O Significado Oculto em "Dom Quixote" dos Engenheiros do Hawaii


  
Esta é uma das letras mais apaixonantes da banda gaúcha. O "Muito prazer, meu nome é otário", um verso fora do comum, ficou famoso desde o Acústico MTV.

Propomos ler os versos em duas camadas. São duas visões que se complementam. Uma é a da história de Miguel Cervantes, o "Dom Quixote", um decadente e quase-louco cavaleiro medieval. Enfrentou Moinhos de Vento, achando que eram Dragões, com seu amigo Sancho Pança. O viajante sonhador desejava ser como os heróis de seus livros. A obra espanhola fala da relação entre o ideal e o real. A segunda interpretação - a segunda camada - depende da vivência do Humberto, o compositor.

Esta música é do CD "Dançando No Campo Minado". No livro "Pra Ser Sincero - 123 Variações do Mesmo Tema", ele explica que a Guerra de Bush, o atentado às Torres Gêmeas e a explosão de uma bomba perto de seu Hotel no Rio de Janeiro foram o gatilho para as músicas e para o título.

Podemos somar a utopia do Dom Quixote com a utopia - ou a falta dela - nos nossos dias. Vamos para a letra:

"Muito prazer, meu nome é otário
Vindo de outros tempos, mas sempre no horário"

Os trabalhadores são considerados os portadores do futuro nas utopias modernas (socialismo, anarquismo, igualitarismo, etc.). Vistos como injustiçados pelas ações dos ricos, e sempre disciplinados pelo trabalho (sempre no horário).

"Peixe fora d'água, borboletas no aquário
Muito prazer, meu nome é otário
Na ponta dos cascos e fora do páreo
Puro sangue, puxando carroça"

É um complemento dos primeiros. Têm o mesmo sentido. A comparação com um animal e com o transporte de Dom Quixote é o sinal de sofrimento.

"Peixe fora d'água, borboletas no aquário" e "fora do páreo" fala sobre estar fora das decisões da humanidade, do governo e da vida econômica ou social. A sensação de sufocamento do peixe e a prisão da borboleta, as localizações invertidas: sentimento do/no mundo. 
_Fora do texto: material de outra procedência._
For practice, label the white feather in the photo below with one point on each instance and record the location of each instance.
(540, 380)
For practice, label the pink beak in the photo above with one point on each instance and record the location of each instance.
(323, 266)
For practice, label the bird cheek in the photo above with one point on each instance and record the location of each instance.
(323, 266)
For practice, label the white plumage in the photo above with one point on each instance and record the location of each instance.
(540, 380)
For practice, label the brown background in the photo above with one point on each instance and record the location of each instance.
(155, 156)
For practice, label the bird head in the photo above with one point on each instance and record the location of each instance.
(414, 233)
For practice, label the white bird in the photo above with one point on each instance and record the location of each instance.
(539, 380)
"Um prazer cada vez mais raro
Aerodinâmica num tanque de guerra
Vaidades que a terra um dia há de comer

"Ás" de Espadas fora do baralho
Grandes negócios, pequeno empresário
Muito prazer, me chamam de otário"

Aqui, os primeiros três versos reforçam o que impulsionou o CD. Sabemos que o ricos não vão para o campo de batalha, mas empurram toda a humanidade a uma catástrofe. A indústria do armamento, por exemplo, precisa que as bombas sejam usadas para produzir... bombas.

Os outros três falam que o povo está por fora do jogo, das decisões, por não ter dinheiro. Ao mesmo tempo vendem que qualquer um pode ser rico - uma ilusão ou "grandes negócios...".

"Por amor às causas perdidas
Tudo bem, até pode ser
Que os dragões sejam moinhos de vento
Tudo bem, seja o que for
Seja por amor às causas perdidas"

Aqui voltamos às utopias igualitaristas e a suas propostas de resolver o absurdo que é o mundo. Há um certo pessimismo já que estas utopias sofreram abalos na década de 1990 (por amor às causas perdidas). Mas também mostra a necessidade de sonhar, apesar de tudo. Entre a esperança e o medo, os temíveis dragões podem ser, na verdade, quem sabe, apenas moinhos de vento.

"Por amor às causas perdidas
Tudo bem, até pode ser
Que os dragões sejam moinhos de vento
Muito prazer, ao seu dispor
Se for por amor às causas perdidas
Por amor às causas perdidas"

Reforça o anterior. O mais curioso é que estas utopias começaram a ressurgir na época do lançamento da canção. 

Há uma relação interessante. Dom Quixote comunica-se com Segunda Feira Blues I e II, música ao seu lado, do mesmo CD. Na letra diz: "Onde estão os caras que diziam que a guerra ia acabar, onde estão os caras que diziam que a maré ia virar" e "Onde estão os caras que lutavam dia-a-dia sem perder a ternura jamais?" em uma referência direta ao texto de Chê Guevara "É preciso endurecer, mas sem jamais perder a ternura".

Dom Quixote tem o sentimento das utopias, dos sonhos, das revoluções. São as horas em que percebemos que o mundo, tal como está, nos passa a sensação de otários e precisamos mudá-lo. Talvez sonhar seja um bom começo.